Kohl's (KSS -0.26%) is entering the Christmas selling season not feeling so merry after its third-quarter earnings report hit the market with a thud. The retailer badly missed on its top- and bottom-line estimates and cut its full-year outlook.
While the mid-tier department store blamed its troubles on an "increasingly competitive promotional environment," it doesn't look like Kohl's partnership with Amazon is helping any. The program under which the company accepts returns for the e-commerce giant was supposed to bring more customers through its doors, which would hopefully lead to incremental sales growth. However, based on its comparable-store sales, which are up by an anemic 0.4% -- below analysts' consensus prediction of a 0.8% rise -- whatever store traffic gains it's realizing from that partnership aren't translating into many sales.
A reason to go shopping
There was some sense to Kohl's strategy. By providing Amazon customers with an easy, no-hassle, no-cost way to make product returns, it gives them another reason to visit. And that group -- theoretically a younger demographic -- is just the one Kohl's is targeting with its broader revamp.

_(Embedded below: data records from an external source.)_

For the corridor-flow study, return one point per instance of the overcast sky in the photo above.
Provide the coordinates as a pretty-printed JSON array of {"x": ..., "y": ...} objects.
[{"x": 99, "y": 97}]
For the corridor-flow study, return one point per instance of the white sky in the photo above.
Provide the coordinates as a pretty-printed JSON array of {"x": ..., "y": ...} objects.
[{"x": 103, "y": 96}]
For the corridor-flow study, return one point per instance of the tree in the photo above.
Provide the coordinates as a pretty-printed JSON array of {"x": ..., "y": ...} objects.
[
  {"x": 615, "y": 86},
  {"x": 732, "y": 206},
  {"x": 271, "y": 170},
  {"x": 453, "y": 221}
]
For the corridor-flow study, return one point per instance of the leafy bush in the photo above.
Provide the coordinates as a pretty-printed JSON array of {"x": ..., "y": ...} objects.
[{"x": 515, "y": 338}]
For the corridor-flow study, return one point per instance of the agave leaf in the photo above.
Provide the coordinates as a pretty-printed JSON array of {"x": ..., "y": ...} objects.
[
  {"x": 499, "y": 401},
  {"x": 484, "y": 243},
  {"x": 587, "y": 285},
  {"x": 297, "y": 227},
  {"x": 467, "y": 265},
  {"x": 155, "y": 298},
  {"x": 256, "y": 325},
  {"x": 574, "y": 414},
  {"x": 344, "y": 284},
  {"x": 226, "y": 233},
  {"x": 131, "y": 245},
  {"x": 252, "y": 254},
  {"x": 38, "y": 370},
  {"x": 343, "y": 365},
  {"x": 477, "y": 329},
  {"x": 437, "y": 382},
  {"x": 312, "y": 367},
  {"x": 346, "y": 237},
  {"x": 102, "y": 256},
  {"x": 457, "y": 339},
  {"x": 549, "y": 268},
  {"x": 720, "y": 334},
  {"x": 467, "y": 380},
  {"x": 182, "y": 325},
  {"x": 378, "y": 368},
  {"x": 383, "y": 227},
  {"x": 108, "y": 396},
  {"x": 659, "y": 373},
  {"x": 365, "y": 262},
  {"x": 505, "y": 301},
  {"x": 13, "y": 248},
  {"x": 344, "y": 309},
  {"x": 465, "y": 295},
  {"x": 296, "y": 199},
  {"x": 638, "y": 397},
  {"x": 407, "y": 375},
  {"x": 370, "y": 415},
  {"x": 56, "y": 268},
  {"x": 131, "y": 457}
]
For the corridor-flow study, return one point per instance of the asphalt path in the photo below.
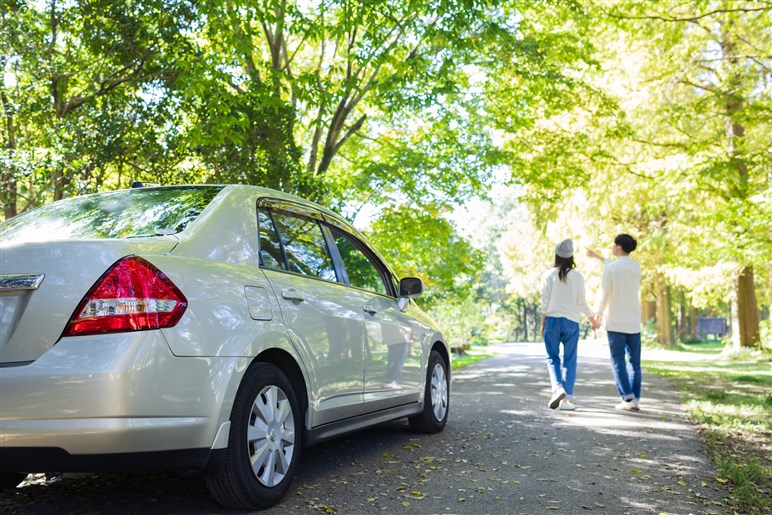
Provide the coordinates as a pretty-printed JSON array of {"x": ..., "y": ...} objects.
[{"x": 503, "y": 451}]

Geolocation data has shown higher foot traffic at the stores where the Kohl's piloted the program after it started accepting Amazon returns. The effect has been studied at various points of time, and the results are fairly similar, which indicates that people are at least using Kohl's stores as dropoff points.
The process is simple. When you want to send an Amazon product back, you go to the Amazon site and choose how you wish to return it -- with one of the options being at a local Kohl's store. If that's what you pick, you get a QR code to show when you bring in the item -- and it's fine if the original packaging is missing. Kohl's will box it and ship it back for you at no cost.

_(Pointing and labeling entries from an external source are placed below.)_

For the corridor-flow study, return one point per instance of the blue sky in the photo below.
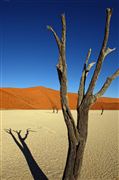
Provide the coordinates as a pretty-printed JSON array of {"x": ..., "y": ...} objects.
[{"x": 28, "y": 50}]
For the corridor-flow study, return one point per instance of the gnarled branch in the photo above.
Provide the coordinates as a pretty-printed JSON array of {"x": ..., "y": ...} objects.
[
  {"x": 56, "y": 37},
  {"x": 81, "y": 89},
  {"x": 102, "y": 54}
]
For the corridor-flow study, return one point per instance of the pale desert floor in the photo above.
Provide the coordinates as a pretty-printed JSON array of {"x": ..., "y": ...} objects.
[{"x": 49, "y": 145}]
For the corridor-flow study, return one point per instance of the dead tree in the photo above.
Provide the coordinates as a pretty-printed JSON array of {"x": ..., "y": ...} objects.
[
  {"x": 77, "y": 133},
  {"x": 35, "y": 170},
  {"x": 102, "y": 111}
]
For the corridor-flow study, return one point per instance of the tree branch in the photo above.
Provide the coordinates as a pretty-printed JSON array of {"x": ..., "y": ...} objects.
[
  {"x": 102, "y": 54},
  {"x": 62, "y": 74},
  {"x": 109, "y": 50},
  {"x": 107, "y": 84},
  {"x": 56, "y": 37},
  {"x": 83, "y": 79}
]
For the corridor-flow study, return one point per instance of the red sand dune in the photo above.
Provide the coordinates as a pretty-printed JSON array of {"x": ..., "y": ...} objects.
[{"x": 45, "y": 98}]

"The program is driving incremental traffic into our stores," Kohl's CEO Michelle Gass told analysts on the earnings conference call, "and we are particularly encouraged by the disproportionate amount of new customers, which on average are also younger than the typical Kohl's customer."

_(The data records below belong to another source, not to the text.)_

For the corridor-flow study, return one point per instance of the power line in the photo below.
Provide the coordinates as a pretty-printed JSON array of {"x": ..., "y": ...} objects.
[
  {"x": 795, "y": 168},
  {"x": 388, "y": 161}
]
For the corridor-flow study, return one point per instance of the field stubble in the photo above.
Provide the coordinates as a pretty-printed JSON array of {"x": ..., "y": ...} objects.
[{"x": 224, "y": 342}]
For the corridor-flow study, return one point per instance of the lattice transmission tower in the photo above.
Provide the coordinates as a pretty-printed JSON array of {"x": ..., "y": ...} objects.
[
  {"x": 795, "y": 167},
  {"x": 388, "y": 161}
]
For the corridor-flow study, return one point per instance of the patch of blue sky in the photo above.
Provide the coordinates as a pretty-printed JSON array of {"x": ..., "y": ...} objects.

The problem seems to be that those Amazon customers just aren't buying much after returning their packages. Further, there are limits on just how many people will avail themselves of the service.
Many ways to ship a package
UPS (UPS -1.72%), which is one of Amazon's primary parcel delivery services, has a similar return program in place, and there are more than 4,800 UPS Stores around the country -- more than four times the number of Kohl's stores.
When I recently needed to make an Amazon return, I had the option of using either Kohl's or UPS, and I chose the latter because it was both closer and didn't require me to drive to the local strip mall. Naturally, for some people, the nearest Kohl's might be closer than the nearest UPS Store, but the odds are it's the other way around.
Moreover, the partnership is not cost-free for Kohl's. In the third quarter, the retailer said its selling, general, and administrative expenses rose 3.2%, or $44 million, to $1.4 billion in part because of the costs associated with returning Amazon packages. Other costs included brand launches, rising wages, and earlier holiday hiring.
Yet Amazon really only just started ramping up this service nationally this quarter, so the expenses associated with it will undoubtedly rise further.
Time will tell
Investors, though, might want to cut Kohl's some slack over this quarter. (They didn't; Kohl's stock cratered 16% on the earnings news.) The department store suddenly has a lot of plates in the air. It's possible the returns program will at some point start bringing in new and younger consumers who, upon seeing the merchandise Kohl's is introducing, might just have their interests piqued enough to make purchases.
While it doesn't seem like the Amazon partnership will move the needle much regardless, the revival plan Gass is implementing should be given time to work. She admits the chain has more headwinds to fly through in the fourth quarter, but investors should have a better idea with the new year about just how all the puzzle pieces are fitting together.